A fellow artist, Jeff Hargreaves, took pity on me and offered to show me how he does it. It was very helpful and I want to pass on the favor by sharing with you what I learned. *Please visit Jeff's website at www.jeffhargreaves.com to see his beautiful still life oil paintings and drawings. They're gorgeous.
Jeff uses a digital camera that has all the "bells and whistles" on it. It's best to have a camera where you can adjust the settings instead of a point-and-shoot camera. This was mounted on a tripod to keep it steady. The light bulbs were photo flood, 500 watt and 3200 kelvin which defines how warm or cool the light is. I have a problem with glare on my paintings so a polarizing lens was placed over the camera lens and polarizing film was hung in front of each light. The lights were positioned about 6 feet away from the painting at a 45 degree angle with the camera slightly further back.
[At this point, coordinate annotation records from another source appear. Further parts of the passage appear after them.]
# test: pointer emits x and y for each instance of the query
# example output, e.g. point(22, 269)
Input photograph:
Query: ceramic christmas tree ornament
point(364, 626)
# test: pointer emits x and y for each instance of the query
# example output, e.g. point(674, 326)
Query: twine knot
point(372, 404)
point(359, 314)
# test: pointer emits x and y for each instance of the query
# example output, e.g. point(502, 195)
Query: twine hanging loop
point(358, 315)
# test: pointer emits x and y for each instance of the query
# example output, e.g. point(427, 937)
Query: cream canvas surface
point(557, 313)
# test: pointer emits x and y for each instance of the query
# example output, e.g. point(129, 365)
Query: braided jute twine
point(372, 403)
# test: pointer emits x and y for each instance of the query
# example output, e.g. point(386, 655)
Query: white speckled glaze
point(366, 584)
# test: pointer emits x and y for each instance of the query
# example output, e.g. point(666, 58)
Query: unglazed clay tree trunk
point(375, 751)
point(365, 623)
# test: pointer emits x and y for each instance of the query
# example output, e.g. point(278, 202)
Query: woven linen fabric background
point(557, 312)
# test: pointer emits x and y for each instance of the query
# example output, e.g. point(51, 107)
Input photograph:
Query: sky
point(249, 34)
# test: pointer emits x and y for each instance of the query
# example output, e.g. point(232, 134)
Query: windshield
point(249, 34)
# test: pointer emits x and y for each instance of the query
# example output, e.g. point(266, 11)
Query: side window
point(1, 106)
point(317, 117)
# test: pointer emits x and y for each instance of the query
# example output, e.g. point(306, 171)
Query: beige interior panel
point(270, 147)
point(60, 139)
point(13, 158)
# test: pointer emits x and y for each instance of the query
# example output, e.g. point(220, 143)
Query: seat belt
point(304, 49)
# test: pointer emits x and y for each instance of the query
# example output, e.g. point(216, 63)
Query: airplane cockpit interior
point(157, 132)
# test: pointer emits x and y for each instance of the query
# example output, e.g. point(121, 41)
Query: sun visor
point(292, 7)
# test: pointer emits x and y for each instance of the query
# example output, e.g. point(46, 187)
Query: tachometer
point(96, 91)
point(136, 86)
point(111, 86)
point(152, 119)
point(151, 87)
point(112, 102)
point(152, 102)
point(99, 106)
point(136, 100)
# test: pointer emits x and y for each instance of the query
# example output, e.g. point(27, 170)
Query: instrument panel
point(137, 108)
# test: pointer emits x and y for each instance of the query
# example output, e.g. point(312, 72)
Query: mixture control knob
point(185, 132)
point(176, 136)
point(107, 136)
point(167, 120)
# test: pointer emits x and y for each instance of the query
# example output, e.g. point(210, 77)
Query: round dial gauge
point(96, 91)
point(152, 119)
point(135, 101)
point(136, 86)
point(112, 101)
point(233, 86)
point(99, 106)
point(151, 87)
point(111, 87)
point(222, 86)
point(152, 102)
A gray-scale card was placed above the painting and will be used to correct color discrepancies when it's downloaded into the computer. Gray-scale cards can be purchased at a photo supply store. The setting on the camera was 200 ASA which I believe is the "film" speed but don't hold me to any of this technical stuff. I'm just looking for a procedure to follow when I photograph paintings.
These were measured so they were equal to each other: the distance of the lights from the painting, the height from the floor to the center of the painting and the height of the lights so they were lighting the center of the painting. Using a level, he made sure the painting was vertical to avoid any distortion in the photograph.
When Jeff was taking the photo, he kept a section of the area surrounding the painting visible in the photograph to include the gray card as a reference. As a side note, don't photograph your painting in its frame or with a glass cover. He shot the photo with an aperture setting of 11 but I know he uses a variety of aperture settings when photographing his paintings. Try several. I've found it makes a difference in how light or dark your photograph looks and it's nice to have a selection.
Here's the difference between what Jeff photographed and my original one. There have been adjustments in Photoshop on both to tweak it to be closer to the painting...not improve it. I'm sure you can see the difference. To my defense and detriment, I use a HP laptop screen to gauge the color and value to the painting. Jeff uses a nice Samsung monitor with his Apple computer. My next big purchase will be a new monitor and maybe computer. (I'm almost embarrassed to show the difference but, hey, this blog is intended to help everyone.)
So, was this helpful? What has been your experience?